The original version of this article contained some errors in the figures. In Figure 1b, the x-axis labels ‘Visceral’ and ‘Epididymal’ were transposed. In Figure 2c, the second western blot image on the right was inverted and the images for Pax6, FOXA1 and CRIF1 were incorrectly represented. In Figure 2d, the blot image for FOXA2 was incorrectly represented. In Figure 3 a typographical error was introduced to the scale on the y-axis. In Figure 5b the blot images for PYY in the small intestine and colon and for secretin in the small intestine were incorrectly represented.

The corrected article appears in this issue and the html and online pdf versions have also been amended.

The paper, “Impact of high-fat feeding on basic helix–loop–helix transcription factors controlling enteroendocrine cell differentiation,” has so far been cited eight times, according to Thomson Reuters Web of Science. Its corrigendum has been cited once. 

Olivier Le Gall, deputy director general for scientific affairs at INRA, told us:

INRA’s policy is not to enter the authors-editor-publisher ecosystem and/or comment [on] it. However this time INRA had to facilitate discussion between the editor and non-corresponding authors, because most authors felt that the corresponding author was not acting promptly towards retraction.

He added:

Retraction was recommended when the investigation evidenced further improper figure preparation in the corrigendum. After its facilitating role was accomplished, INRA left it to the publisher, the editor, the authors and the corresponding author to come to a decision on retraction and finally write the terms of the retraction notice.

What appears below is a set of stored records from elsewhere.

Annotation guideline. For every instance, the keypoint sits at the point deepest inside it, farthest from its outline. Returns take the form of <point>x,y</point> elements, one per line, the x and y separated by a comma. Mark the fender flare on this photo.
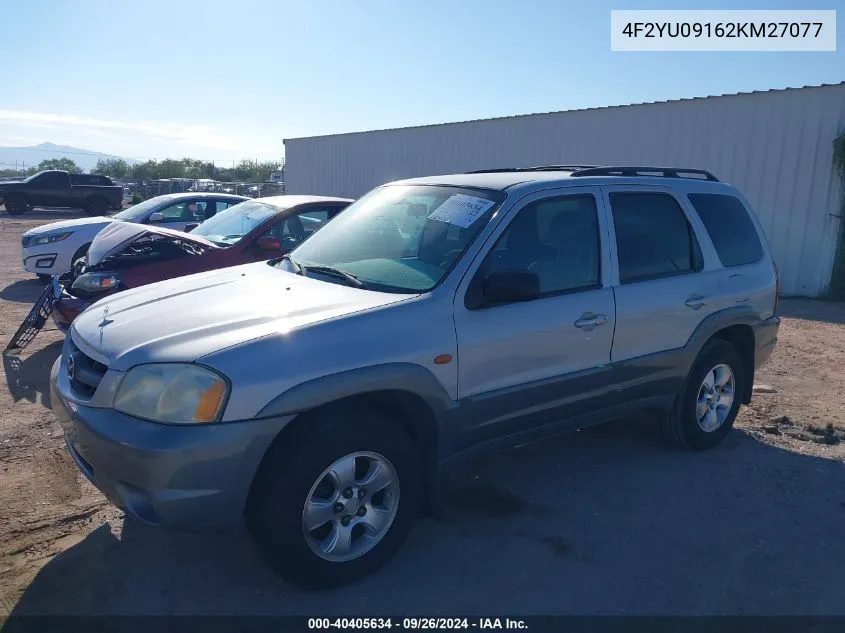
<point>407,377</point>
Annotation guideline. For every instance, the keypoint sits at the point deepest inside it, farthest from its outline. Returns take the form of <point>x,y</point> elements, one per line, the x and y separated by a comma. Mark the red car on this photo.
<point>126,255</point>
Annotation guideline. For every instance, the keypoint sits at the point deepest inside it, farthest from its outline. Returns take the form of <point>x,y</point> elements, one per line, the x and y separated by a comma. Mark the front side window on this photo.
<point>401,238</point>
<point>137,212</point>
<point>298,227</point>
<point>555,238</point>
<point>52,180</point>
<point>653,237</point>
<point>731,230</point>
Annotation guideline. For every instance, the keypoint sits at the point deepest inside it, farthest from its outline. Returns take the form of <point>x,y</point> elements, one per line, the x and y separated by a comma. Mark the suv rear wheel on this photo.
<point>335,499</point>
<point>709,402</point>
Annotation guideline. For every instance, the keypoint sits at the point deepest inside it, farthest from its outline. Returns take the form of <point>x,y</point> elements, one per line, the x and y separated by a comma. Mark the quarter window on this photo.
<point>732,232</point>
<point>556,238</point>
<point>653,237</point>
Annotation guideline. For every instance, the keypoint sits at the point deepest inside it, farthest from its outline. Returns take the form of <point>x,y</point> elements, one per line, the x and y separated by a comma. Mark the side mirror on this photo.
<point>509,286</point>
<point>268,243</point>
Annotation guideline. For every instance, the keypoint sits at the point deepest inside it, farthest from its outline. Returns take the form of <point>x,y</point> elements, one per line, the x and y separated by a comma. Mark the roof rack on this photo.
<point>663,172</point>
<point>538,168</point>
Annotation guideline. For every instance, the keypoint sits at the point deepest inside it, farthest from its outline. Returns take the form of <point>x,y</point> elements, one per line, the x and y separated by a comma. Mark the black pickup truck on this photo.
<point>92,193</point>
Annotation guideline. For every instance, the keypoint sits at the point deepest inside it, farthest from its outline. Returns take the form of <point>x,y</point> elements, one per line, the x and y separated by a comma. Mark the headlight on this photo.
<point>97,282</point>
<point>37,240</point>
<point>172,393</point>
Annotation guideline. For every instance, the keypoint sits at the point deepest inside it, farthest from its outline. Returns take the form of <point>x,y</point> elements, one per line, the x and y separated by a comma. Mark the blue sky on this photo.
<point>230,80</point>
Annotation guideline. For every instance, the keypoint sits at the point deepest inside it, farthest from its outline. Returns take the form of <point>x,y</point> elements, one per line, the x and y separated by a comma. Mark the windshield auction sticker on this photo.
<point>461,210</point>
<point>723,30</point>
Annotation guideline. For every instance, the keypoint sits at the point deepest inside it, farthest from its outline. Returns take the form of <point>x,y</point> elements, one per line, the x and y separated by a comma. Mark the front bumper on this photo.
<point>193,476</point>
<point>765,339</point>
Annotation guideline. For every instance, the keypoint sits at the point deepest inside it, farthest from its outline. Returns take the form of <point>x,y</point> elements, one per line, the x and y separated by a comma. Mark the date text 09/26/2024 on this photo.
<point>419,623</point>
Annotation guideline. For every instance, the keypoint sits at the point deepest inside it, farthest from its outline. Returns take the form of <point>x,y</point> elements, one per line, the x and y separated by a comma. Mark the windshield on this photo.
<point>230,226</point>
<point>139,211</point>
<point>401,238</point>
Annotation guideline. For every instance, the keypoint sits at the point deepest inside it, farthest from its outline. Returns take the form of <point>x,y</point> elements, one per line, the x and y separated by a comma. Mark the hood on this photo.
<point>52,227</point>
<point>183,319</point>
<point>119,234</point>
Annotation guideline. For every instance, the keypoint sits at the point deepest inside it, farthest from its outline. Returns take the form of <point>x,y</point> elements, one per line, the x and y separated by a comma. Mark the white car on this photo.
<point>52,248</point>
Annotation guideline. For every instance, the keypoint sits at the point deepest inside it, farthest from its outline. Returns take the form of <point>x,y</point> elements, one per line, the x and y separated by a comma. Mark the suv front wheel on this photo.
<point>707,406</point>
<point>334,499</point>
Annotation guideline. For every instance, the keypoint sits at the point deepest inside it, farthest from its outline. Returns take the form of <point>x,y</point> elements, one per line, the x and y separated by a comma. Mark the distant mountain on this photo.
<point>86,159</point>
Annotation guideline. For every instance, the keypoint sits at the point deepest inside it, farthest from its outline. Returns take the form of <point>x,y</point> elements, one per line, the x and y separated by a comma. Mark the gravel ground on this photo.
<point>610,520</point>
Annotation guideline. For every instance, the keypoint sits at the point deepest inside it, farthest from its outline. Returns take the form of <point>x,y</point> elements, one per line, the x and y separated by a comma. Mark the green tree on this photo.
<point>116,167</point>
<point>65,164</point>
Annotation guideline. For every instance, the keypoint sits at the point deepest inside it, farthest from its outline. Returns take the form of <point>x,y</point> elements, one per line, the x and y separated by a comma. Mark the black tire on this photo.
<point>681,425</point>
<point>15,204</point>
<point>96,206</point>
<point>292,466</point>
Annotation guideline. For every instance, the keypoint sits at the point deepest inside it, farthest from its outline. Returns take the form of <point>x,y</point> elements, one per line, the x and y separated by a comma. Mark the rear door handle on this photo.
<point>695,302</point>
<point>590,321</point>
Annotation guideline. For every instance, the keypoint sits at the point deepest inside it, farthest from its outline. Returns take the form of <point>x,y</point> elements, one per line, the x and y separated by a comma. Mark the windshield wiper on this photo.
<point>351,279</point>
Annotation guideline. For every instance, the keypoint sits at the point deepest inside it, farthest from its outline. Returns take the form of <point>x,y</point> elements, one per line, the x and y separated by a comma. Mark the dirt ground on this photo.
<point>608,520</point>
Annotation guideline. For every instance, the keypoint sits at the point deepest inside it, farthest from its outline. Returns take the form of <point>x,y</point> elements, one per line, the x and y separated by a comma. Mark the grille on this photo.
<point>84,372</point>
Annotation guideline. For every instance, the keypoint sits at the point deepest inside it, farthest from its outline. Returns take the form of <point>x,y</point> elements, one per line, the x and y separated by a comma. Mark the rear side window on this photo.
<point>731,230</point>
<point>653,237</point>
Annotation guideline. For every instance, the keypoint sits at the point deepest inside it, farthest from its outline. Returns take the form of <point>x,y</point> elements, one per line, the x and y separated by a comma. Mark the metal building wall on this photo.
<point>776,146</point>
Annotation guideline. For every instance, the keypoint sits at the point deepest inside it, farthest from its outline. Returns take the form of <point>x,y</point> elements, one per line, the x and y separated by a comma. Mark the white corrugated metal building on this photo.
<point>776,146</point>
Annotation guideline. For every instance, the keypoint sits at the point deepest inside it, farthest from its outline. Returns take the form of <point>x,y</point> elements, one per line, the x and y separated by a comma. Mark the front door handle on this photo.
<point>590,321</point>
<point>695,302</point>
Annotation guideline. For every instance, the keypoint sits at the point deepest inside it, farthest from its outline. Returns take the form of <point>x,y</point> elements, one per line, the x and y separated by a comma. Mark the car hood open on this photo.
<point>119,234</point>
<point>183,319</point>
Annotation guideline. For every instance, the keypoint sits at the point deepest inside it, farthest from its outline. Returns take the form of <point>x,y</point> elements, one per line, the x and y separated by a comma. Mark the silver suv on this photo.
<point>317,394</point>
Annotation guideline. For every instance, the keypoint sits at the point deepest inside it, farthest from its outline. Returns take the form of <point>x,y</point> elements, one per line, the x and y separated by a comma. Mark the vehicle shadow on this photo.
<point>23,291</point>
<point>813,310</point>
<point>604,521</point>
<point>29,378</point>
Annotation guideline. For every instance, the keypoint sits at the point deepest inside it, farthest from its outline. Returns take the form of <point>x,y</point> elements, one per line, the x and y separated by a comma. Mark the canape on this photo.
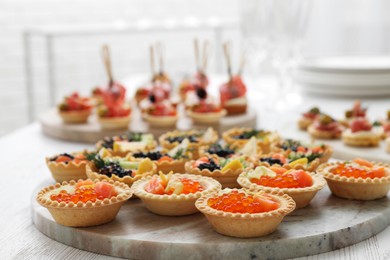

In February 2014, Sakar left INRA. Covasa resigned his post there in August 2015, and moved to the Western University of Health Sciences in Pomona, California. We weren’t able to trace Sakar, but have reached out to Covasa for a comment.

Regarding the IJO paper, Le Gall previously said:

…the current status of this article is that it was the subject of a corrigendum in November 2014 and, before this, an erratum in April 2014 (with the same DOI as the corrigendum) so the current online version is actually the 3rd one.

We’ve reached to the publisher of IJO, Springer Nature, for details of the external investigation, and will update this post with anything else we learn.